A recent article in Wired Magazine discusses Etiometry and the importance of developing impactful analytics to improve the quality of care in the ICU. While the article focused on artificial intelligence (AI) and whether it would in some ways eventually automate physician responsibilities, it reached the following logical conclusion:

“If we are able to develop systems that enhance their [physicians] capabilities and allow them to provide their patients better care, we will be in a win-win situation for healthcare professionals, patients and taxpayers.”

The article is provocative, and as Etiometry’s CTO it made me think quite a bit about the role of AI in the hospital ICU. Although the common perception of AI is the Terminator-like scenario where we worry about machines taking over the world, in more practical terms it refers to adding increased intelligence into smart platforms to augment, accelerate and enhance decision-making. If you accept that AI strives to automatically aggregate, correlate, and contextualize data from multiple sources to help humans make better decisions faster then you can see the potential value of AI in the ICU.

In the ICU, it all circles back to the data utilization problem. Right now, the ICU is not necessarily a “Big Data” environment since the data generated by a single patient pales in comparison to the data generated by video or image processing systems. However, currently the sole data fusion and processing mechanism in the ICU is the clinicians’ brain, which primes this complex and data-intensive environment for data overload.

The clinicians have to act quickly and effectively, and have to swiftly synthesize data from multiple devices and sources to make informed and often life-critical decisions. AI will play a role in alleviating mechanistic demands on clinicians by transforming the generated data into actionable information. This will allow clinicians to view and more quickly process patient information, thus facilitating more informed and hence more effective decision making.

For example, our Etiometry Platform is designed to raise the clinical team’s situational awareness by elucidating the rapidly evolving patient trajectory. Specifically, the platform intuitively visualizes salient physiologic trends among multiple data streams while enhancing their interpretation by near real-time analysis of actionable patient risks.

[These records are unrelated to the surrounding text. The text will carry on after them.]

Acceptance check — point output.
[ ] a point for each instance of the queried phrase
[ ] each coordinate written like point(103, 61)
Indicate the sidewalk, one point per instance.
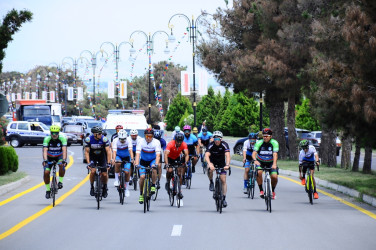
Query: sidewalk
point(348, 191)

AI implementations like this will alleviate the data overload that ICU healthcare providers face every day so clinicians can focus more on the patient interaction, allowing them to be healers first and data processing units second. ICU clinicians help patients through a difficult time, and AI technology will increasingly support ICU care by providing the data collection and analysis that can free up clinician time for focusing on the big picture, ensuring that patient preferences are addressed, and helping patients and their families through challenging times.